Lorsque s’ouvre la possibilité du chemin avec l’Amoureux, un choix
décisif doit s‘opérer pour le destin de l’âme ; allons-nous vivre par et
pour l’esprit et accepter la mise à mort mondaine ? Acceptons-nous de
ne plus savoir, de perdre le confort affectif offert par des proches qui
vont sûrement s’éloigner?.. si nous sommes dans cette situation, c’est
que nous avons une aspiration souveraine, capable de nous amener à
« marcher sur l’eau, à déplacer les montagnes, à ressusciter les
morts.. » ; oui c’est la foi qui désormais fera de notre vie ce qu’elle est,
qui nous donnera le sublime sentiment de la dévotion et nous conduira
sur la voie de l’acceptation de ce qui est avec tout ce que cela implique.
Nous allons nous éveiller à la vie véritable et véritablement naître de
nouveau, alors jeunes gens, n’hésitez plus ! Ce qui nous est présenté
comme le chariot, ressemble peu à un attelage, mais plutôt au théâtre
du monde, avec le ciel et les étoiles pour rideau et des sphinx pour
assisses. Le jeune prince au sceptre occupe le centre de la scène où il
semble dominer son affaire ; il semble s’être lancé sans crainte sur le
chemin de la vie. C’est bien l’image du jeune adulte habile et audacieux
que l’on aime voir, car il sait sans doute répondre aux défis de la vie et
heureusement ; attendons d’en savoir davantage..

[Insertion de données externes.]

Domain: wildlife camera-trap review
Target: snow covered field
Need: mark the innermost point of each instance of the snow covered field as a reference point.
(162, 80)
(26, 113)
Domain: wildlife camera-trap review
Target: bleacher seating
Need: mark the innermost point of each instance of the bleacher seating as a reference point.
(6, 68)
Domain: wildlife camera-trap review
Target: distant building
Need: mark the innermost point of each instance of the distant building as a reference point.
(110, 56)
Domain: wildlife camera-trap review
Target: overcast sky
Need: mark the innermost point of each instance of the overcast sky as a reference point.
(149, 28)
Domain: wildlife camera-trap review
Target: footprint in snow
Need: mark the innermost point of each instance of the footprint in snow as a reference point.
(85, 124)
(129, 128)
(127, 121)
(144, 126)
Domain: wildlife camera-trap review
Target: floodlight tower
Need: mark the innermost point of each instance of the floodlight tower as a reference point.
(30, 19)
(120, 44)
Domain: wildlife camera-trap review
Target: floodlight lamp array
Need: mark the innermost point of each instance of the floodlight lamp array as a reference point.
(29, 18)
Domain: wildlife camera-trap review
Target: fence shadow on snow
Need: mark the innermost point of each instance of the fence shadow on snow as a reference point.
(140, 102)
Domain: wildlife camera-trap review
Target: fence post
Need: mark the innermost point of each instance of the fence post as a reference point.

Plus que tout autre peut-être, le concept de justice est ambiguë ; nous
disons que nous récoltons ce que nous avons semé, mais en même
temps, nous constatons que les méchants continuent de prospérer..
Faudrait-il en conclure, comme certains de interlocuteurs de Socrate,
qu’il n’est de justice que celle du plus fort ? Platon ne cédera jamais là
dessus et écrira son grand œuvre la République pour nous le prouver.

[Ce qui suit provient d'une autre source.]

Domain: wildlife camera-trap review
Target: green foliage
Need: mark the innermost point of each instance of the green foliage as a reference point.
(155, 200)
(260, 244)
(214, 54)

S’il est une justice réellement supérieure, inspirée par l’Idée du Bien,
c’est elle que nous devons suivre dans notre vie, de façon à ne pas
vivre comme des bêtes, mais comme des hommes appelés à
l’excellence. L’âme se juge elle-même dans le système platonicien et
s’offre ainsi le genre de destin qu’elle a préparé de son vivant. Nous
avons entendu dire également, que le trop c’était comme le pas assez et
certes il semblerait bien que la sagesse soit un art de l’équilibre ; les
vertus cardinales dont Platon fait état, le réalise concrètement : la
prudence et le courage sont tous deux nécessaires sur le plan moral.

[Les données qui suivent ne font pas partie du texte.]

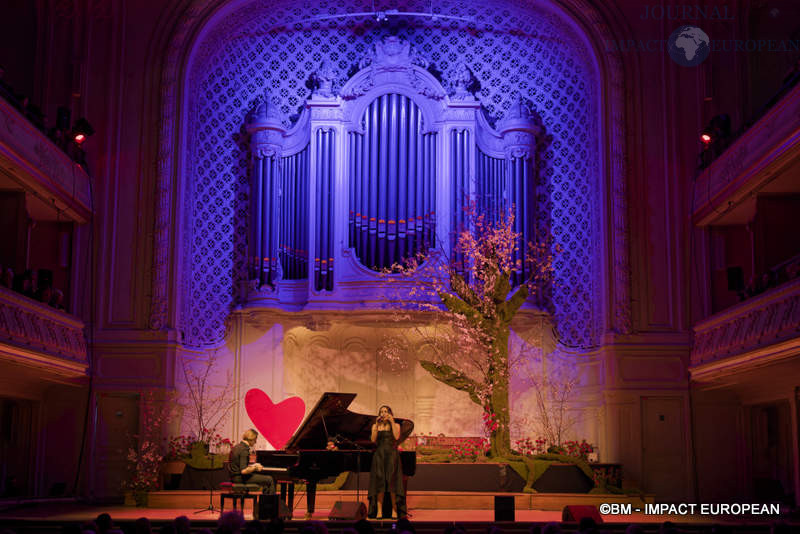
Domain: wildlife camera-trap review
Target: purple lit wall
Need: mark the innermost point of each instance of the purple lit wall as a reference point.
(255, 47)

Sur le plan physique, nous pourrions dire que la vie témoigne d’un état
d’équilibre mouvant, tolérant certains écarts mais au-delà desquels
l’existence ne saurait se maintenir ; la Terre, est la manifestation de cet
équilibre dynamique dans l’espace cosmique.
La lame suivante représente un homme âgé qui avance seul avec une
lanterne qui éclaire faiblement son chemin nocturne. C’est un de ses
personnage qui ont quitté l’activité humaine ordinaire, yogi, excentrique,
sage, misanthrope ou guide spirituel, pour avancer sur un chemin qui
leur est propre et dont ils ne peuvent partager les secrets avec tout le
monde. Croiser l’un d’entre eux, est un signe certain du destin pour
celui qui en bénéficie ; à son tour, son existence sera une voie qui se
trace hors des sentiers battus, en direction d’une sagesse supérieure.
Mais l’incertitude et la solitude sont des prix trop lourds à payer pour le
commun des mortels qui préfère partager des jeux et des soucis à sa
portée. La vieille âme connaît le monde et s’en est affranchie.